Plenty of cash has been thrown at the show (again) in an attempt to give it a refreshed look and – naturally – all the panel have been doing the media circuit of familiar stop-offs (e.g. The One Show and all BBC Radio stations) to testify that ‘this is the best series yet!’ and similar in the run up to last night’s opener.
In addition we had been subjected all week to media ‘rumour alerts’ and advance publicity for the stand-out (or the opposite) acts that appeared last night.

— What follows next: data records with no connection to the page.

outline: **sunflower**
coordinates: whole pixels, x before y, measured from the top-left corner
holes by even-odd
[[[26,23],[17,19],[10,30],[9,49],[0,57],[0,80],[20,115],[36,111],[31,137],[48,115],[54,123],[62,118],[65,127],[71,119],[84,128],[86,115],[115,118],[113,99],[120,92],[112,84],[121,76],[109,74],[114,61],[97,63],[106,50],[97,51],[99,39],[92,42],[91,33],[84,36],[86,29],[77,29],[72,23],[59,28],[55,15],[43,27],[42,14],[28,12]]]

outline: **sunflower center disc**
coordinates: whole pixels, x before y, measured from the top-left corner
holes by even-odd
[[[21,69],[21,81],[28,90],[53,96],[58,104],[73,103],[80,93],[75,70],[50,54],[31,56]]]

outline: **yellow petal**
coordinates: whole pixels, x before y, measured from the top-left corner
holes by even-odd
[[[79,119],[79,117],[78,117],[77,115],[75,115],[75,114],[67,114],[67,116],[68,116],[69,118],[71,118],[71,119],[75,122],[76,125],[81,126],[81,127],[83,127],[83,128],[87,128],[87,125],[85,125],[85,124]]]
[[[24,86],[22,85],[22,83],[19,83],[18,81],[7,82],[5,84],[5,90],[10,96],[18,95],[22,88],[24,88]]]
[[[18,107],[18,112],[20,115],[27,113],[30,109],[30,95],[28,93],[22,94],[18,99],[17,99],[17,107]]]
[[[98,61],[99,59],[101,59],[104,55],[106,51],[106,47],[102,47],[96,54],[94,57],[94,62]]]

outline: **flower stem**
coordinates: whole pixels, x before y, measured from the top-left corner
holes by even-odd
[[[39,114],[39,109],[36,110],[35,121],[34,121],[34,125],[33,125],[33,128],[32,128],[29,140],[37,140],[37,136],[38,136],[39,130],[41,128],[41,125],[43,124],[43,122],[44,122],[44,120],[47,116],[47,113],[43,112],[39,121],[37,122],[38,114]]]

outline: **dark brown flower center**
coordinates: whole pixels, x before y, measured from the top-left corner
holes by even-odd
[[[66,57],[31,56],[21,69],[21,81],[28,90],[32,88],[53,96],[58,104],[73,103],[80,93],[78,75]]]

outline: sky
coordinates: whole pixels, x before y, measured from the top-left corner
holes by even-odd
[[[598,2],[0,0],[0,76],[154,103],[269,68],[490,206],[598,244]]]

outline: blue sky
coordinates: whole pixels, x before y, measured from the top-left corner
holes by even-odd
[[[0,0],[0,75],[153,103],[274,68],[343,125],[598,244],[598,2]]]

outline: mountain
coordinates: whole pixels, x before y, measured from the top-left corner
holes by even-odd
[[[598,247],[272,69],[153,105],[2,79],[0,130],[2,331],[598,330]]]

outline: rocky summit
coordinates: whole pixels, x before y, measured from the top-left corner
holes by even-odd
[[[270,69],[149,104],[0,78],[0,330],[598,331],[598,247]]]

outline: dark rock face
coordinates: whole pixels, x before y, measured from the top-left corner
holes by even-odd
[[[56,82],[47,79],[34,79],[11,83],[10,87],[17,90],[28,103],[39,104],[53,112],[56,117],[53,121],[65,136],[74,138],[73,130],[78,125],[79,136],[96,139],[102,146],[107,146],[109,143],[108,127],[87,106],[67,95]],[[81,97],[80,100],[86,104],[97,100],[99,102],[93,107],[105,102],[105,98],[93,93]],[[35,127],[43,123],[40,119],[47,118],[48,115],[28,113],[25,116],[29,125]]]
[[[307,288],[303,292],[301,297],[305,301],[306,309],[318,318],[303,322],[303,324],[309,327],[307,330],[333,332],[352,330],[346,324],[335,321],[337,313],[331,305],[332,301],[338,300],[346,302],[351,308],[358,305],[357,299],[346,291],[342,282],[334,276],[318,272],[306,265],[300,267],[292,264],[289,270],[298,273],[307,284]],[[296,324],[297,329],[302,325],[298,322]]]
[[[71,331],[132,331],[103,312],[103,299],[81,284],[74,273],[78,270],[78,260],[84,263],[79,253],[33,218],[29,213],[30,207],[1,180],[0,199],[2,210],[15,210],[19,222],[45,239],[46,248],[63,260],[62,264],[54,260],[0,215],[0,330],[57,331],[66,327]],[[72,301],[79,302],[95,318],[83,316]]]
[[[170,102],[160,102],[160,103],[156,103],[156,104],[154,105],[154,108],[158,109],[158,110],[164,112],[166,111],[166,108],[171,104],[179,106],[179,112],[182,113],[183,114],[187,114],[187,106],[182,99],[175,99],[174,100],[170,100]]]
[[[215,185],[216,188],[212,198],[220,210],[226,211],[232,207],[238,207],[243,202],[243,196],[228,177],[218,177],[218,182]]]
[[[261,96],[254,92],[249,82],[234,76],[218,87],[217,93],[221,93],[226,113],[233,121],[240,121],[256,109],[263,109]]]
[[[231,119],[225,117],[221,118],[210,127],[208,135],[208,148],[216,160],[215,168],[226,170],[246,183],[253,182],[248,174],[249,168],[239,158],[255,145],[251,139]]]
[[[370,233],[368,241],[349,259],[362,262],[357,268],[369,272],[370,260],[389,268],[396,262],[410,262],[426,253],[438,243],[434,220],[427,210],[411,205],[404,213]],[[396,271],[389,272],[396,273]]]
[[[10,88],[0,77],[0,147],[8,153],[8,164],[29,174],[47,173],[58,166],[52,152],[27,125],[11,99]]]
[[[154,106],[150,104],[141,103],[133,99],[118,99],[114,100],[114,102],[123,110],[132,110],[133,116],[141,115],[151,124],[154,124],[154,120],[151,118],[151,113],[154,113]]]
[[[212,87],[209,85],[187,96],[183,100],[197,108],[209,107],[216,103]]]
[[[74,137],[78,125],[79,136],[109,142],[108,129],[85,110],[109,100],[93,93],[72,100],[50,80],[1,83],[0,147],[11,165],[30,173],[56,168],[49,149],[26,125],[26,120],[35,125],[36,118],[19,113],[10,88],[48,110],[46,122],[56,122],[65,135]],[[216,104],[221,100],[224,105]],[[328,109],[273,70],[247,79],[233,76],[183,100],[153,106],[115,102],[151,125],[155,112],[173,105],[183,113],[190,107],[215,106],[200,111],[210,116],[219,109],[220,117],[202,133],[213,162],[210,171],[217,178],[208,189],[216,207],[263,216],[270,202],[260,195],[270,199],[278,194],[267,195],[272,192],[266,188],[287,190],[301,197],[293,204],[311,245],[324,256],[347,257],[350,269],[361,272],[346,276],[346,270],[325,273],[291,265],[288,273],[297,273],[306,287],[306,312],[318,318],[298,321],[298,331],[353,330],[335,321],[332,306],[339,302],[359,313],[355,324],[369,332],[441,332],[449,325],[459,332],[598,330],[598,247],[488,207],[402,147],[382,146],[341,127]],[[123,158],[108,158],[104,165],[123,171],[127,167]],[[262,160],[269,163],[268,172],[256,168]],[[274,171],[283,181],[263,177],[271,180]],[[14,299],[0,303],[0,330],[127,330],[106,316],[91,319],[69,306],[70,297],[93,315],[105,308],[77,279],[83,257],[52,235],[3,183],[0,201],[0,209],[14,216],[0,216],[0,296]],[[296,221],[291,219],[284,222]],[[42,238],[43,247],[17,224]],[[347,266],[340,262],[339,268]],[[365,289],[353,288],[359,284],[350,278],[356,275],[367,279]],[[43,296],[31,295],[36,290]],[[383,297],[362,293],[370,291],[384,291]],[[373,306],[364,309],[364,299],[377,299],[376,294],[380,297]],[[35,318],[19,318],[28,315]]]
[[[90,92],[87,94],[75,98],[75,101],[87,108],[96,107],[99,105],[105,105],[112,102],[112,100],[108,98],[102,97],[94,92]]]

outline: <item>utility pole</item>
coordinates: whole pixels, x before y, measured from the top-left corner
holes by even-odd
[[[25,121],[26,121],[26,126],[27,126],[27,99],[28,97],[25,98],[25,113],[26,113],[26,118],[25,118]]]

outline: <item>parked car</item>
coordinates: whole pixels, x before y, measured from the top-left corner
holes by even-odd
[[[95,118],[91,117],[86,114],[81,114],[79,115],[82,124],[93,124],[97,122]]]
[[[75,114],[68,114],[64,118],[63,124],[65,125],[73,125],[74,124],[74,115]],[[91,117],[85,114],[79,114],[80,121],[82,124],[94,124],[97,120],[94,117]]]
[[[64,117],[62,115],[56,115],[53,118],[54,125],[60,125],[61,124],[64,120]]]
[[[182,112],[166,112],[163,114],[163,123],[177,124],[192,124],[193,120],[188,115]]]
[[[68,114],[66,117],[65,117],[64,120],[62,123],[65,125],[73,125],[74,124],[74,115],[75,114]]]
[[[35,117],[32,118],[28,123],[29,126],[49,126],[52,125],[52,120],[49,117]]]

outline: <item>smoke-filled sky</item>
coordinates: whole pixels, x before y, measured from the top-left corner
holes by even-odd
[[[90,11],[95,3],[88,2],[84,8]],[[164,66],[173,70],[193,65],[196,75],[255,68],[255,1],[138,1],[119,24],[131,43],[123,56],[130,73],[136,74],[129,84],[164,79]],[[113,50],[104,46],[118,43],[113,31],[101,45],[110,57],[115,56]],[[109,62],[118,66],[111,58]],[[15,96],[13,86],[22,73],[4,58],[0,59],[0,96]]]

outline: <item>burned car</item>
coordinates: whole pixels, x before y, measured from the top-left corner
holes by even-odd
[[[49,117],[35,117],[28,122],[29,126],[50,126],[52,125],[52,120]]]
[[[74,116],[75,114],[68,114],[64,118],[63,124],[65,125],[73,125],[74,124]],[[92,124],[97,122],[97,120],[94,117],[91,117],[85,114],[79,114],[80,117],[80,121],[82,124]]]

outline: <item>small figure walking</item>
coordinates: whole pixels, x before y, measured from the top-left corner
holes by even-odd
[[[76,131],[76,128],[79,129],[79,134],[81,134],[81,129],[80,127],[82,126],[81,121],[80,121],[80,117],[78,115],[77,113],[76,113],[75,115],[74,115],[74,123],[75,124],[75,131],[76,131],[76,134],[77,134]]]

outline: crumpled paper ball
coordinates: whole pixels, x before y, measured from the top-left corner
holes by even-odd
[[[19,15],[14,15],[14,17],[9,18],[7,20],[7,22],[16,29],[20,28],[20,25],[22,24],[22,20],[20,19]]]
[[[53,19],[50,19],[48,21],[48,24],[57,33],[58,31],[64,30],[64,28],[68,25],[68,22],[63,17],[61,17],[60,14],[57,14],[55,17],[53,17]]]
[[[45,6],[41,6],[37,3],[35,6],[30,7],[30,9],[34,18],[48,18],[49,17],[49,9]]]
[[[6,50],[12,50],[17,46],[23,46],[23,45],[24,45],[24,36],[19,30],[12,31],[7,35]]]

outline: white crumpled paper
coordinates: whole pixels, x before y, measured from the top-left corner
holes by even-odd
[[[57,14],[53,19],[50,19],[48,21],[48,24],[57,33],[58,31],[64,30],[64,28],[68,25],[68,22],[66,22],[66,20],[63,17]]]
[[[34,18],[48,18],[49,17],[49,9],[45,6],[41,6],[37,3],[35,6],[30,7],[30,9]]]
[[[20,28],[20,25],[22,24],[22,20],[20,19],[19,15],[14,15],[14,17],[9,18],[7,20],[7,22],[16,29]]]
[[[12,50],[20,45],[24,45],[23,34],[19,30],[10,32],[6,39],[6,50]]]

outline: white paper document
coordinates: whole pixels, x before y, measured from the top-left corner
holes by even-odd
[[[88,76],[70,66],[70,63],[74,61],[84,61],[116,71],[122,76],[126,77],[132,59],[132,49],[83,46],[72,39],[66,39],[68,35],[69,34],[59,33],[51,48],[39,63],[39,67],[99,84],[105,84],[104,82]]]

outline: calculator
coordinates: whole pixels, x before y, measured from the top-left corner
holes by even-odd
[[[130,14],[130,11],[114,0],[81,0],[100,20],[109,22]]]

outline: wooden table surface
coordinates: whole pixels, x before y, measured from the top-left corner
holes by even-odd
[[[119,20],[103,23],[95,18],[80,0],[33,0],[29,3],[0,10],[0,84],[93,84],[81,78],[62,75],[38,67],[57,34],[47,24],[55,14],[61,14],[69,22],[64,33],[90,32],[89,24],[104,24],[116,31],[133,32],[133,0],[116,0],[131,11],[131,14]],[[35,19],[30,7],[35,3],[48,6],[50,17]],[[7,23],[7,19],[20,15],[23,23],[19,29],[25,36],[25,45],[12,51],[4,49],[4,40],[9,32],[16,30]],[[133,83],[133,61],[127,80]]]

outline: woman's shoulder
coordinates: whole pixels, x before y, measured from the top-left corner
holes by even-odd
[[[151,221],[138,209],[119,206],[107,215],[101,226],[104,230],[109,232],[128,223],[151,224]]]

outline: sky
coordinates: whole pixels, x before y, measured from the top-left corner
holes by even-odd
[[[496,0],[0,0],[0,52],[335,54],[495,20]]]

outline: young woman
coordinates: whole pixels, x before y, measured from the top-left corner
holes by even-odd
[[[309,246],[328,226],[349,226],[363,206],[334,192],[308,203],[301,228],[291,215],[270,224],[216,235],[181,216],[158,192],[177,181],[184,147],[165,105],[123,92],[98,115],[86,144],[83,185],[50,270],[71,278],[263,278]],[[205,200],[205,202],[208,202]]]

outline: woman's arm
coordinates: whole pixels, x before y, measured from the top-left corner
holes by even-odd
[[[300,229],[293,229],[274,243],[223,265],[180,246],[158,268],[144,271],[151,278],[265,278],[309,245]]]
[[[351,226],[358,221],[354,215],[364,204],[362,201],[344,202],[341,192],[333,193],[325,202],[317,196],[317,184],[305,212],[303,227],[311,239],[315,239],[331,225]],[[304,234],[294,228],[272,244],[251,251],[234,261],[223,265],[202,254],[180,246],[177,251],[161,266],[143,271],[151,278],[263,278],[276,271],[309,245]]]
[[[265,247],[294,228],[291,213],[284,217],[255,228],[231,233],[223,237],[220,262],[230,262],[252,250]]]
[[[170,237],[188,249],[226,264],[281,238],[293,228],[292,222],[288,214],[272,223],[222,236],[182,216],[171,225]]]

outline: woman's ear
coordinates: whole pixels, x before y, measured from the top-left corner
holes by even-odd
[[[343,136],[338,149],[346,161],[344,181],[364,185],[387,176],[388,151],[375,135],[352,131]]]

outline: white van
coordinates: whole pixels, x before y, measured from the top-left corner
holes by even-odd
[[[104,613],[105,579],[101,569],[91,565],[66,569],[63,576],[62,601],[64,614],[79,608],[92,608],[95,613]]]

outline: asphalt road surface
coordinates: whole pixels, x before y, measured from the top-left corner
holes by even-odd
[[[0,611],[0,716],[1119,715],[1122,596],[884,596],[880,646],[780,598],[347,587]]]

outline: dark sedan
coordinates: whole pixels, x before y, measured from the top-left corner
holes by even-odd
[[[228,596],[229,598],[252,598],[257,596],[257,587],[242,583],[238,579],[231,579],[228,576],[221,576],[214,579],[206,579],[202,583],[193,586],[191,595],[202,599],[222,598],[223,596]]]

And so to the show as transmitted on ITV last night, apparently from 8.00pm until 9.25pm (I have to say that because your reporter gave up at 8.40pm and went to bed).
I was deeply unimpressed. The judging panel did their usual things – Walliams camping it up, the ladies getting all weepy over the more sentimental back-stories of the auditioning acts, and Cowell himself looking more world-weary and smug than ever before … and that is saying something.
And the acts were distinctly ordinary as well, even the ones wheeled out as ‘winners’ on the night.
There was an 8 year old boy from Kent who’d attracted some adverse publicity with an ‘iffy’ gag about the lack of dog acts on the series this season (“Mind you, Amanda’s been on the show for years …”). He wasn’t even much cop at telling his jokes – he appealed mainly on the sentiment angle being so young, of course – but he was waved through in short order with four ‘yes’s.
The other act given the classic big build-up was a large choir consisting entirely of parents and family members who had one thing in common – the fact that an offspring or close relative had gone ‘missing’ and never been heard of since.
We were carefully ‘teed up’ in advance by being shown video footage of them chatting to Ant and Dec backstage, walking through a park, with their white-haired leader explaining what they were all about.
Once out on stage, Cowell himself did the ‘Who are you, and what do you do?’ bit – despite the fact that the latter was pretty bloody obvious from the fact they taken up position in three tiers in the centre of the stage.
The judging panel and half the packed London theatre sighed adoringly and reached for their handkerchiefs when their purpose was explained for the benefit of the TV audience, bottom lips quivering and eyes moistening.
And then they performed their ditty entitled (something like) They Are Missing. It was pretty corny and average, to be honest – as indeed was the quality of their singing, which by no stretch of the imagination warranted the standing ovation given it by both panel and theatre audience at its conclusion.
The panel gushed at them, however, both panellists and choir members simpering with emotion as they did, with Cowell himself bringing things to a climax with a little speech about how important it was to get their message across.
This viewer was seriously under-whelmed.
By the time the next act came on, a lady in gym gear carrying a Maltese terrier mutt under her arm, who announced to the panel that she was about to demonstrate ‘Dow-ga’ [viz. doing yoga with your dog] … I decided that I’d had enough and crawled away to bed.